It’s hard to figure out how the cowboy became a romantic fantasy icon. Cowboys don’t just work long days, they work them in the company of cows, which are one of God’s less pleasant-smelling creatures. But some combination of the boots, the hat, and possibly the rope skills has won over many a heterosexual woman, so cheers to the noble cattlemen. To learn more about the cattle ranch as romantic setting, we go this week to Big Sky Country, where if you can avoid the grizzly bears, the wolves, and the meth addicts, you might just lasso yourself a hero.
Type: Contemporary romance with some action and suspense.
The couple: Rory Kendrick is a “stone cold cowboy” who’s just minding his own business and raising cows. Or selling cows…maybe buying them? Possibly all of those things – I’ll confess, I don’t really know what cowboys do. But whatever it is, Rory is doing it with his family. More accurately, he’s trying to, but Sadie Higgins’ trouble-making brother keeps stealing Rory’s cows to pay for his drug habit. Sadie is the noble caretaker of her brother and ailing father. Her only shortcoming is that she loves too much, but in this case it’s a pretty serious shortcoming, since it almost gets her killed a bunch of times.
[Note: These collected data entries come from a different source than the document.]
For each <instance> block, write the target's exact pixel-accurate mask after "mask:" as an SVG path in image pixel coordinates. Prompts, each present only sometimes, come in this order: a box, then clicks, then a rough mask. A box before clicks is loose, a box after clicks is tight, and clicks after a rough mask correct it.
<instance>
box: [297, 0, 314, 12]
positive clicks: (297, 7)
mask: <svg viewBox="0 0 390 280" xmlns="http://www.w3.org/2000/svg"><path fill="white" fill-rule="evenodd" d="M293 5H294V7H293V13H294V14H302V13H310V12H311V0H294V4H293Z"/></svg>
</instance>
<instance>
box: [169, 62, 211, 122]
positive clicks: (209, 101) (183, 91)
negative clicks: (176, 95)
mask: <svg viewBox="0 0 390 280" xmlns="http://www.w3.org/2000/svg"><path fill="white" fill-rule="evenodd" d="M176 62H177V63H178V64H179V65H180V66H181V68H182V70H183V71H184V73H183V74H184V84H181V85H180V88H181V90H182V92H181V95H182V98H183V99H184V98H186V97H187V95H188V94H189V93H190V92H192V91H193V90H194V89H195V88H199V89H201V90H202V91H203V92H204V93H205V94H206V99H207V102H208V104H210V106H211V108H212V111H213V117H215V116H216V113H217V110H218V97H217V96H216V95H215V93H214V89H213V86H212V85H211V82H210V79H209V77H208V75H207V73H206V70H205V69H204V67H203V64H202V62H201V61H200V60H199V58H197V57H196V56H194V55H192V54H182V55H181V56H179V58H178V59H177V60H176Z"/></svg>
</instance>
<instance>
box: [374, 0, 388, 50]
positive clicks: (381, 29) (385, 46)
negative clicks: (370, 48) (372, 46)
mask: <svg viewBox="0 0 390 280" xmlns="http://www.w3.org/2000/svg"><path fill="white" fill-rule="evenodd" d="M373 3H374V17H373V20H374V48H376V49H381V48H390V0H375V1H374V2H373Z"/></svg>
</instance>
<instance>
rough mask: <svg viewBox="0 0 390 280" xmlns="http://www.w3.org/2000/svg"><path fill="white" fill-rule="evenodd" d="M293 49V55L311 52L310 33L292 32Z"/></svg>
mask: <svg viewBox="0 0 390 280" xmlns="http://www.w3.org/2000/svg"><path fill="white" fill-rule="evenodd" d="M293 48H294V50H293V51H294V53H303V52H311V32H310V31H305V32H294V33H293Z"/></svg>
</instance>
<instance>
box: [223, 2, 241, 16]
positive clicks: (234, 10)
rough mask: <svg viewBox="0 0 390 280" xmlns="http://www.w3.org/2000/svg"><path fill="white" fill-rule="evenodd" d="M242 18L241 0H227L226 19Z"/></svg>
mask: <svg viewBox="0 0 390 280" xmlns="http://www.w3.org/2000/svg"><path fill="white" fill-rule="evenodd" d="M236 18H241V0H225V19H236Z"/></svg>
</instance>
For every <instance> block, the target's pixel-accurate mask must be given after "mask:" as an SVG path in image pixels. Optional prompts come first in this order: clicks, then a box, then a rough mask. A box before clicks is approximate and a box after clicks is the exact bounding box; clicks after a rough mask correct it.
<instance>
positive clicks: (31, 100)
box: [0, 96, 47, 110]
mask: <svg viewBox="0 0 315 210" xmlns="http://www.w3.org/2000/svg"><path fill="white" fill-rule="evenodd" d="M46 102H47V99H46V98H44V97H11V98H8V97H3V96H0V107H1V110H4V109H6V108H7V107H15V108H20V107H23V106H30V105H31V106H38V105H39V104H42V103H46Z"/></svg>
She’s also pretty, which we know because Rory’s grandfather refers to Sadie almost exclusively as “pretty girl.” As nicknames or terms of endearment go, that one is decidedly not my favorite.
Tropes: Damsel in distress/heroic white knight, secondary characters clearly being set up for their own romance books, two people falling in love at the kind of break-neck pace that would make Romeo and Juliet a little skeptical.
The story: Sadie spends most of her time getting her brother Connor out of trouble and working extra jobs so she can pay back the stuff he’s stolen from other people. Connor’s a grown-up, he’s just the deeply flawed and drug-addicted kind. He eventually goes too far by helping to steal over a hundred head of cattle from Rory. It seems hard to imagine that a small group of people with drug problems could sneak away with 100 cows, but Montana is awfully big, so maybe it’s not as hard as it seems. Anyway, Sadie goes after Connor and ends up in a life-threatening situation. Rory goes after his cattle and finds/saves Sadie. Over Rory’s protests – and, frankly, mine – Sadie goes to work for his family to help pay off her brother’s debts, which serves an effective mechanism for keeping them in each other’s lives for a few weeks while they fall deeper in love and Connor falls deeper into drugs and cattle theft.
How’s the sex? Well, there was no sex in a barn, if that’s what you were hoping for. (That’s what I was hoping for.) In keeping with his noble ways, Rory tends to make love to Sadie when she’s in need of comfort. Which is sweet, and since Sadie’s life is kind of a mess, it means he has a lot of options.
Is this book for you? Author Jennifer Ryan is a good writer, and aside from a few chapters in the middle where Rory and Sadie just sort of hang around basking in their love for one another, the story is engaging and moves quickly. The fact that she doesn’t really go into details about what cowboys do is probably also a bonus, since there’s a good chance that would ruin some of the romantic appeal.
Despite all of that, I just couldn’t get over all the people constantly trying to save each other. There’s so much martyrdom and selflessness that you start to wonder if these people have any measure of self-preservation or good sense. Rory rescues Sadie after Sadie tries to save Connor. Sadie’s determined to save her family’s honor by paying off debts that have nothing to do with her. Rory tries to save Sadie from her self-defeating habit of try to rescue her terrible tool bag of a brother. It’s exhausting. Couldn’t someone do something fun? Like go to a rodeo? Or on a road trip to Yellowstone? Hell, I would have settled for one too many Moose Drools and some bad country karaoke at the local bar.
I also feel like I should mention that this book starts with a jarring scene of graphic violence against Sadie, which was not exactly what I expected when I fired up my Kindle while waiting for the coffee to brew one morning. It does set up some of the inter-character dynamics, so I guess I wouldn’t call it gratuitous, but still something to be aware of if you’re sensitive to those kinds of scenes.
Conclusion: There’s a kind of nobility in constantly sacrificing your own self-interest for those you love. If that’s your thing, Stone Cold Cowboy is probably the book of your cowgirl dreams. But I’m either a more realistic person or a more terrible one, because if one of my brothers ever gets on the wrong side of cattle-smuggling drug ring, I’d like to think I’d love both him and myself enough to help send him up the river long before he got the chance to leave me to my untimely death.